Strange New World: Picks of the Week

As space race heats up, Google offers $30M to company that lands on moon first.

ByABC News
February 28, 2008, 12:35 PM

Feb. 28, 2008 — -- This week it's dead easy to see what takes the cake for strangeness here in the Strange New World: space travel.

Google is offering a big, fat prize to get private enterprise back on the moon, and teams are lining up to compete for the Lunar X Prize. Also this week, the Academy Awards may have been a dud, but books about the technology of movie making are anything but. And Apple put its laptop line on steroids. Going portable has never been more powerful.

Here are our picks for the top tech stories of the week:

The Chinese are funding an Apollo-style mission to the moon, and we have been curious to see how the rest of the world would respond. Would the United States park a shuttle up there? Would Russia claim that land rights from the North Pole extend to the moon?

Well, the wait is over.

Last week, the X Prize Foundation announced the first 10 teams entered in the Google Lunar X Prize competition. Unveiled in September 2007, the contest requires entrants to land a privately funded robotic spacecraft on the moon, explore the terrain for at least 500 meters and transmit results of the trip back to Earth. The grand prize is $30 million. So who are the early favorites? A very unlikely bunch indeed.

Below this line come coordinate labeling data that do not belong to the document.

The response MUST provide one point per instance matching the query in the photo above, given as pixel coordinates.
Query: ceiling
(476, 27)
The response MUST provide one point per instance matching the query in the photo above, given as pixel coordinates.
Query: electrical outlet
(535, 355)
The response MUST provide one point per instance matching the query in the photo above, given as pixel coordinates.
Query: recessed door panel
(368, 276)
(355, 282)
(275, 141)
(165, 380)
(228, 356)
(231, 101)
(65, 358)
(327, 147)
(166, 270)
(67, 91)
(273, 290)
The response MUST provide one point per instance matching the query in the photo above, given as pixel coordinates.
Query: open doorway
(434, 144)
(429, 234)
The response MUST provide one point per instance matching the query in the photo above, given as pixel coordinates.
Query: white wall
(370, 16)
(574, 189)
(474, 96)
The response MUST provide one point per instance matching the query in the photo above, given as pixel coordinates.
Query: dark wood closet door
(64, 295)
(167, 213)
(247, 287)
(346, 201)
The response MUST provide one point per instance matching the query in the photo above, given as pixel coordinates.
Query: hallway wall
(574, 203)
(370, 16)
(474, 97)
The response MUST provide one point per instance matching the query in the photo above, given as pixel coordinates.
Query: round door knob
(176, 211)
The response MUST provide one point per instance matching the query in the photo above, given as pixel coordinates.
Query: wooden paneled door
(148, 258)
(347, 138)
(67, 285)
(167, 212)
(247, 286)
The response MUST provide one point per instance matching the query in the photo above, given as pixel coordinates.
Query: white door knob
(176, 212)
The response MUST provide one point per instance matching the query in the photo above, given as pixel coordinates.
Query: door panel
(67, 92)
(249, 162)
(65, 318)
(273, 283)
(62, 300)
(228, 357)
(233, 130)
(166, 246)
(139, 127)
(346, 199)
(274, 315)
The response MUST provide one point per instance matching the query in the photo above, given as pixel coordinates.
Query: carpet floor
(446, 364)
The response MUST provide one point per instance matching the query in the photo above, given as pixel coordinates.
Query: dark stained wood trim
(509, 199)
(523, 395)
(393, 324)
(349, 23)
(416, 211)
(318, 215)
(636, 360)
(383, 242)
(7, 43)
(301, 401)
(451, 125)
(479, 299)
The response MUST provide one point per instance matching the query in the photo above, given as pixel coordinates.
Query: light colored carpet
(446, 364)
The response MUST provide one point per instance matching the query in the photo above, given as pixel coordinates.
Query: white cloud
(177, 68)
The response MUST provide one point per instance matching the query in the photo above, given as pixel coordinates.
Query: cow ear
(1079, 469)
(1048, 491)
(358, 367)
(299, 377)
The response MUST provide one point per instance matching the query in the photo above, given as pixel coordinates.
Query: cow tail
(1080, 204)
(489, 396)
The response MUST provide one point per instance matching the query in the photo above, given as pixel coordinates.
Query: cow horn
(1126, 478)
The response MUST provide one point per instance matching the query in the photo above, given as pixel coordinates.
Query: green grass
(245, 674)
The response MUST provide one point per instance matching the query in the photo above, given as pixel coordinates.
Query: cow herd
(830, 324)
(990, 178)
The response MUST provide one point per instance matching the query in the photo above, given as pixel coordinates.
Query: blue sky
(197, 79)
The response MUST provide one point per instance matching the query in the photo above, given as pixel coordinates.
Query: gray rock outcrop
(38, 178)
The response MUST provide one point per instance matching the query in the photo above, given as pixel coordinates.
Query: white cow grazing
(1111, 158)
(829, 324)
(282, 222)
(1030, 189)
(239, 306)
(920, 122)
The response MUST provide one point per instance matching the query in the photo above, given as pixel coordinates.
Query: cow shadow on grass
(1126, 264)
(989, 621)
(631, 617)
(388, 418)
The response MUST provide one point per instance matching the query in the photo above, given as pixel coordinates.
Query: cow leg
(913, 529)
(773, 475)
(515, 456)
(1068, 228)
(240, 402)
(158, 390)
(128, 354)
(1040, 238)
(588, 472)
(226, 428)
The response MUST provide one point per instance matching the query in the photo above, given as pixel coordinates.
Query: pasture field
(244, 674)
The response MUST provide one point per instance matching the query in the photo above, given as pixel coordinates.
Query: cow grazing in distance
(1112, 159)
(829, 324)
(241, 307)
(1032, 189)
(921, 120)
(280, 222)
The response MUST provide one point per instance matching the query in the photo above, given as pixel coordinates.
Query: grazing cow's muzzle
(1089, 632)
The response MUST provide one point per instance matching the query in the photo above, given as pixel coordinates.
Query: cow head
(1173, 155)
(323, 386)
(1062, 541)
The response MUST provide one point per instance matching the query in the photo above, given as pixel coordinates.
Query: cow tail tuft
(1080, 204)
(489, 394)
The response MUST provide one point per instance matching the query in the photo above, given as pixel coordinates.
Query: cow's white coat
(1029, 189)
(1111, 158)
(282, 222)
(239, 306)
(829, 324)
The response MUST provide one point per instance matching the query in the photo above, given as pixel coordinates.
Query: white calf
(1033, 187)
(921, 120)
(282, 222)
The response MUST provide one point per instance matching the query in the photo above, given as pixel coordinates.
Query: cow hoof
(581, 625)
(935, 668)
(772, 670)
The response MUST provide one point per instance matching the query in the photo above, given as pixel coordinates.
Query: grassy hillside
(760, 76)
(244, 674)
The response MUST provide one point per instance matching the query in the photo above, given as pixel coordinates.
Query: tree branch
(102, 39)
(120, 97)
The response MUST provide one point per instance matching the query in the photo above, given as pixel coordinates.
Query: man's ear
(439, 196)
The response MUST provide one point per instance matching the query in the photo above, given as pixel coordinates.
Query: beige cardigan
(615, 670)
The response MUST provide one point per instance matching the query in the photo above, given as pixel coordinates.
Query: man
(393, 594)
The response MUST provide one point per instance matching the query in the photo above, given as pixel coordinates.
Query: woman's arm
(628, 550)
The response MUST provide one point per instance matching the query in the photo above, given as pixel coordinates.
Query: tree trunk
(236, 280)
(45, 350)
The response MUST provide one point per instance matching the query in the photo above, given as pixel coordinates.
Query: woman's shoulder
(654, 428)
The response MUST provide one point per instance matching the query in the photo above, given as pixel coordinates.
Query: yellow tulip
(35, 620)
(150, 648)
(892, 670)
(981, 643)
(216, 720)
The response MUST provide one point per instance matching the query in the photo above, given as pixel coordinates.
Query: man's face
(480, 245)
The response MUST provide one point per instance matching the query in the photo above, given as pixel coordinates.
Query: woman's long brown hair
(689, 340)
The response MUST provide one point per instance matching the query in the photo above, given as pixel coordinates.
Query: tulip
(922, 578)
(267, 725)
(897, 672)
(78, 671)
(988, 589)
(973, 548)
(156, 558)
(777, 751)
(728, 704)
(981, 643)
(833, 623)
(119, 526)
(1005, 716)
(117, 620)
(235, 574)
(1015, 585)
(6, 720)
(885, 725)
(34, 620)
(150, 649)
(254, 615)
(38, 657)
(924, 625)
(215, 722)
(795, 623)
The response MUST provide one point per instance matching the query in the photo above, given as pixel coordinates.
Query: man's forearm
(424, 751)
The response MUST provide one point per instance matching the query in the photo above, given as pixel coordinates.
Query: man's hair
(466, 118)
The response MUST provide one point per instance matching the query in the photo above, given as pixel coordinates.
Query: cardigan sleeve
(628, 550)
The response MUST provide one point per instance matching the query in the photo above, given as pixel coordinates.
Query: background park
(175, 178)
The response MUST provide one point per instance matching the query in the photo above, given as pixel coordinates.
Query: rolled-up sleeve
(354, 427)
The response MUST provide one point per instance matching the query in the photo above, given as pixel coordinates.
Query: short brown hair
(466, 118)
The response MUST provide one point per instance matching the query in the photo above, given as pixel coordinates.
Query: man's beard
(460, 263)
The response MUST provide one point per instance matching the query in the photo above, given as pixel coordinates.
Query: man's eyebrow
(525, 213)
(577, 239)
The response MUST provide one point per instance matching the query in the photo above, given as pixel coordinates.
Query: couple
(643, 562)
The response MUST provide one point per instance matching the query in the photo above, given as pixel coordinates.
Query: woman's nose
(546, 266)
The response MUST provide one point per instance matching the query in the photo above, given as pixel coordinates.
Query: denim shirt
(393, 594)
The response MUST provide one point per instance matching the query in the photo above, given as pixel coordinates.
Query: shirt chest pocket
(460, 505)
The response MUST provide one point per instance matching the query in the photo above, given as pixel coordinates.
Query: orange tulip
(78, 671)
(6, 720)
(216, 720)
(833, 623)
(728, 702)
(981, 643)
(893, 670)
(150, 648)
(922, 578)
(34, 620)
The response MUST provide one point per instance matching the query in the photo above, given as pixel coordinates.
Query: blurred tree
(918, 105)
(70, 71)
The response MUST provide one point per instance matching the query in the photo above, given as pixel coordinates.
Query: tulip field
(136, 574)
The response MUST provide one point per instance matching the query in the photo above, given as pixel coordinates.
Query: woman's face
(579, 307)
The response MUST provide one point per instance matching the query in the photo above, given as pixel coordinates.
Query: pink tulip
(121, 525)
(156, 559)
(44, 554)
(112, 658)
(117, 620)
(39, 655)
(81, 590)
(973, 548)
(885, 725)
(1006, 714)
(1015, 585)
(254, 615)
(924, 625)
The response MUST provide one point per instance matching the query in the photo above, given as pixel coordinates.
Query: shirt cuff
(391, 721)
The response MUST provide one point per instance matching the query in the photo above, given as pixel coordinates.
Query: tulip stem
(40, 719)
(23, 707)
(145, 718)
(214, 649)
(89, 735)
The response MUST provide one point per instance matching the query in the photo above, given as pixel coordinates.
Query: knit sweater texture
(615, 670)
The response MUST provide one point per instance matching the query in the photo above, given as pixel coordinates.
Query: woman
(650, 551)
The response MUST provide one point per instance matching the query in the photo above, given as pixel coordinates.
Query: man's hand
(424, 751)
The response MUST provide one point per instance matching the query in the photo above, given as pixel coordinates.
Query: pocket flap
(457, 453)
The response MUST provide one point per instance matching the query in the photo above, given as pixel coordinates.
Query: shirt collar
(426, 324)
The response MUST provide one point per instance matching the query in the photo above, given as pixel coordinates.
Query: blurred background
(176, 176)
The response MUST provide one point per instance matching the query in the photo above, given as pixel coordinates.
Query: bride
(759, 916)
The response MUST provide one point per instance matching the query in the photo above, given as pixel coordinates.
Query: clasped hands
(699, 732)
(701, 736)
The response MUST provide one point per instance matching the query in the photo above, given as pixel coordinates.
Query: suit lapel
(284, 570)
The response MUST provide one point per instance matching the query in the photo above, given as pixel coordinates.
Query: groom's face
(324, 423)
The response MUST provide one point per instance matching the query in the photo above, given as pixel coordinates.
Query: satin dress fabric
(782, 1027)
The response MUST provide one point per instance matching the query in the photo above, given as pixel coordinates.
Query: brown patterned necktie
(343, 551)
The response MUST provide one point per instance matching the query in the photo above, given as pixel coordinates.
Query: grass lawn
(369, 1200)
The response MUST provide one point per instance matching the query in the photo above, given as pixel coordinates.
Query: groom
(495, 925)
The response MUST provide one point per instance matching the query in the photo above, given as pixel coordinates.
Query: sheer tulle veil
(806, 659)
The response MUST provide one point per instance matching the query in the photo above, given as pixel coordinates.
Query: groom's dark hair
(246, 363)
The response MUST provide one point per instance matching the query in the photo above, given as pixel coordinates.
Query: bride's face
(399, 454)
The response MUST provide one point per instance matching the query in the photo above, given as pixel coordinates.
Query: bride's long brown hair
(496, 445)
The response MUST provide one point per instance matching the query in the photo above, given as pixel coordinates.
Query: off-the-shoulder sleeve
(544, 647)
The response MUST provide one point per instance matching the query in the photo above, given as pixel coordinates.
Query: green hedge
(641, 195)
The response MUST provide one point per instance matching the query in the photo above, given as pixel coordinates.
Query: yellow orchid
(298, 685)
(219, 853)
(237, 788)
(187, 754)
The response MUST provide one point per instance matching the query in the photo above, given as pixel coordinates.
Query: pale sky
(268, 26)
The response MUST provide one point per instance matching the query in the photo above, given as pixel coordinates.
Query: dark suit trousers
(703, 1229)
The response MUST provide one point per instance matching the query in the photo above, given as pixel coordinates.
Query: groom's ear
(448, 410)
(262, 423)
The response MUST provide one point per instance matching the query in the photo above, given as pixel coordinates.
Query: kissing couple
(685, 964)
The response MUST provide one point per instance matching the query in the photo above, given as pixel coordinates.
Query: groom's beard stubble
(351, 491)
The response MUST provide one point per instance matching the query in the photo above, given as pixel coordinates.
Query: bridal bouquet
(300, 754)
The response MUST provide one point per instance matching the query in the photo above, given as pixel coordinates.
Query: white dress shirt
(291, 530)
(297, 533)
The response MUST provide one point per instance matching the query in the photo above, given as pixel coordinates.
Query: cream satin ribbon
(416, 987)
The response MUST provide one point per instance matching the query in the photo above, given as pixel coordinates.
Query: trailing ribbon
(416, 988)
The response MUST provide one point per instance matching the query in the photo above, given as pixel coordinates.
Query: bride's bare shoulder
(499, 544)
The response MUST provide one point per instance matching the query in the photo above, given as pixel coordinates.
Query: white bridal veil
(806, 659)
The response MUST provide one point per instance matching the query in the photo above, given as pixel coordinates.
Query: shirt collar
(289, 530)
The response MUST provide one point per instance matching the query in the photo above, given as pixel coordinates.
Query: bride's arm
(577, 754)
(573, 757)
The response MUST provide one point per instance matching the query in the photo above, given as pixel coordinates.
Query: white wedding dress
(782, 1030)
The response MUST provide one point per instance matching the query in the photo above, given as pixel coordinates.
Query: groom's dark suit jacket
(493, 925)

Odyssey Moon: The first team to register for the prize is located on Britain's Isle of Man. Odyssey Moon's team leader, Robert Richards, hopes to score business opportunities on the planet. No news as of yet if that includes fast food.

Astrobotic: Dr. William "Red" Whittaker's team from Carnegie Mellon did well in the 2007 Urban Challenge, the robotic car race sponsored by the Defense Advanced Research Projects Agency. Sure, these guys may be bright, but their team name sounds like something you use at the gym.

Team Micro Space: This Colorado team is led by Richard Speck, who also competed in the Ansari X Prize, a suborbital flight contest. From the sound of this team, it will be the smallest entry. Potentially sending tiny little robots and tiny little rockets to the moon.